Uno de los bailarines sobresalía con su evidente formación clásica, mientras que otro exhibía sin miramientos una entrega absoluta al breakdance. Agradecí esos contrastes, ello facilitaba más la narración de historias que pudieran transmitir o que tu mente pudiera generar si se entregaba al juego, a la dicha de lo posible si los contornos se rompen entre aquellos giros y esfuerzos de los cuerpos implicados en la danza. Dejé de ver lo evidente, vi autómatas incansables en su búsqueda de la belleza nómada, aves silentes ávidas de libertad, notas musicales que escapaban de la carcasa de aquellas articulaciones de carne y hueso. Nada es verdad, todo está permitido, la voz de Vivaldi era embargada de su silencio de siglos para discutirla con los sentidos en el ahora del escenario. En definitiva, llegaba a ser hipnotizantes por momentos, muchos de los asistentes estaban inclinados hacia delante, presas del enfoque.
Tras invocar formas de cazadores y animales salvajes, de geometrías implacables, de atrayentes electrones con síndrome de dependencia que juntos generaban luminosidad en la penumbra de la escena, llegó el momento en el que los bailarines tomaron de percheros dispuestos en los laterales del escenario camisas semitransparentes con dibujos de pájaros blancos y marrones que les envestían como criatura etéreas dispuestas a surcar el aire desde el movimiento rítmico, unidos ahora sí con la directora y violín solista, Amandine Beyer.

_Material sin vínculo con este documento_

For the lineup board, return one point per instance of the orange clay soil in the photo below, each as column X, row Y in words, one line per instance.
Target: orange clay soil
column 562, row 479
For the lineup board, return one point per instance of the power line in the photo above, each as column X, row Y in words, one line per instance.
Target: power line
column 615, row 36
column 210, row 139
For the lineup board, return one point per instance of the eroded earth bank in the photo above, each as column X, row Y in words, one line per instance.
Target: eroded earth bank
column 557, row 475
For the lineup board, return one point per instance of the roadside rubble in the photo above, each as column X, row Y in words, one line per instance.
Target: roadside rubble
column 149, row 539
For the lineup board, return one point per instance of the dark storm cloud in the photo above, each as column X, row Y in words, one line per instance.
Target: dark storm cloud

Vivaldi era la excusa, la actuación lo inevitable. Los aplausos más que merecidos al cerrar ese año y pico de armonía e invención.
«I’m waiting for the sun, I’m waiting for the spring» llegaba a decir una voz en off femenina al final de la obra, que repartió un breve discurso o poema, mientras llegaba el final de la obra. Se hizo la oscuridad y cuando llegaba el aplauso masivo a todos los que hicieron posible la experiencia me fui desvaneciendo, de vuelta a mi sala de espera al margen del tiempo, feliz de cerrar el año en el Teatro Central de Sevilla, y con la certeza de que, algo más tarde, estaría bailando en la intimidad, creyéndome uno más aquella noche, siempre joven de espíritu, de eidôlon, a pesar de mis veinticuatro siglos, livianos como los casi trescientos años que acumula la música de Antonio Vivaldi.